New RSO focuses on helping the Delta

By: Taniah Tudor

Posted: 4/30/08

Students and faculty can help retain the heritage of the Arkansas Delta and rebuild its future through a new Registered Student Organization, said Krista Jones, president of the Advocates for the Arkansas Delta.

The mission statement for AAD is that it's a student-based, nonprofit organization dedicated to building outreach activities directed toward the people, culture and heritage of the Arkansas Delta by preserving the past, enriching the present and shaping the future, Jones said.

Those collaborating on the RSO thought it would function as a forum for people to talk about or participate in projects going on in the Delta, promote regional activities and discuss strategies to overcome economic, social and racial divides that exist in the Delta, Jones said.

"We are starting the RSO now so that we can have funding in the fall," she said.

AAD consists of David Jolliffe, Brown Chair in English literacy, as the primary adviser; Anne Raines, associate director of the Enhanced Learning Center, as the secondary adviser; Jones as president; Chet Cornell as vice president; Laine Gates, project assistant of the Arkansas Delta Oral History Project, as treasurer; and Tiffany Jackson as secretary.

"Members won't be penalized for missing a meeting, like in other RSOs," Jones said. "It's an offer your time when you can spare it sort of thing."

Membership requirements are the same as in ASG, Jones said, but AAD will allow faculty honorary membership.

Faculty who have shown interest are Felisha Perrodin, assistant director of community engagement; Carolyne Garcia, member of Crossroads Coalition and assistant director of the UA Economic Development Institute; and Otto Loewer, member of Crossroads Coalition, professor and director of the UA Economic Development Institute.

Jones said the idea for AAD stemmed from the Arkansas Delta Oral History Project, a service-learning class of which she is the co-director.

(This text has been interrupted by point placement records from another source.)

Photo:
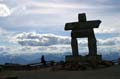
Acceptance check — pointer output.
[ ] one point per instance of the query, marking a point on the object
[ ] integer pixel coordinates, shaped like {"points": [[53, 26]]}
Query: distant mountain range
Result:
{"points": [[35, 58]]}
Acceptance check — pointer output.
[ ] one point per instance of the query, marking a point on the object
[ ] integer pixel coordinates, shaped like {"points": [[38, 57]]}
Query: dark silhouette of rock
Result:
{"points": [[83, 29], [43, 60]]}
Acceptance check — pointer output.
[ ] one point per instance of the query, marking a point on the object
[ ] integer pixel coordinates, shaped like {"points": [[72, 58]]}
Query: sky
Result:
{"points": [[29, 26]]}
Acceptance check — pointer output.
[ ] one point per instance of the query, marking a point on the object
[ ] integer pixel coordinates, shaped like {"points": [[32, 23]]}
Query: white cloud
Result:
{"points": [[34, 39], [4, 10]]}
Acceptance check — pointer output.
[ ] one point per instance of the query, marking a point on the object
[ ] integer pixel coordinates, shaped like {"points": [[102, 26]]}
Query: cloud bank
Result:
{"points": [[4, 10], [36, 39]]}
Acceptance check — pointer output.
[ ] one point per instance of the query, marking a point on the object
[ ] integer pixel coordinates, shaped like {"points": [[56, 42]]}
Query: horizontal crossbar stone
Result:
{"points": [[82, 25]]}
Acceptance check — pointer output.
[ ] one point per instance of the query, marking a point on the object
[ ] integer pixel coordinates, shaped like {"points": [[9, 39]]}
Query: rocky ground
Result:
{"points": [[112, 72]]}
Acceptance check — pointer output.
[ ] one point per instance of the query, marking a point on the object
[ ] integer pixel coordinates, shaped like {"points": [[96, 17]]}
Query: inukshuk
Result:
{"points": [[83, 29]]}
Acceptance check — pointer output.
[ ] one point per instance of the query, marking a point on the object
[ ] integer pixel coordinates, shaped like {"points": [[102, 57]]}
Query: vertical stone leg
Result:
{"points": [[74, 46], [92, 44]]}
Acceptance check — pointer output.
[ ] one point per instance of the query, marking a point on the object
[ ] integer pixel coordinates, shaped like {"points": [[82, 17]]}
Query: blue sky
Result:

The RSO is a way for those who might not want to take the class, which is an honors colloquium, to still be involved, she said.

Jolliffe founded the ADOHP by first forming writing groups that paired UA graduate students with teachers and students from six high schools in the Delta, according to a press release. The project uncovered some of the oral histories from the Delta and then recorded them, and producing plays, readings, narratives and videos.

"I picked the Delta because that is an area where issues in literacy are challenging," Jolliffe said in the press release. "We were also able to give students there a real look at what coursework would be like if they came to the UA when they finished high school."

There also has been optimistic discussion from Jolliffe about starting a living-learning community, Jones said.

This community would be a first-year experience for UA students from the Delta in which they would live together in one dorm and take core classes together to help them integrate into the Northwest Arkansas area, Jones said.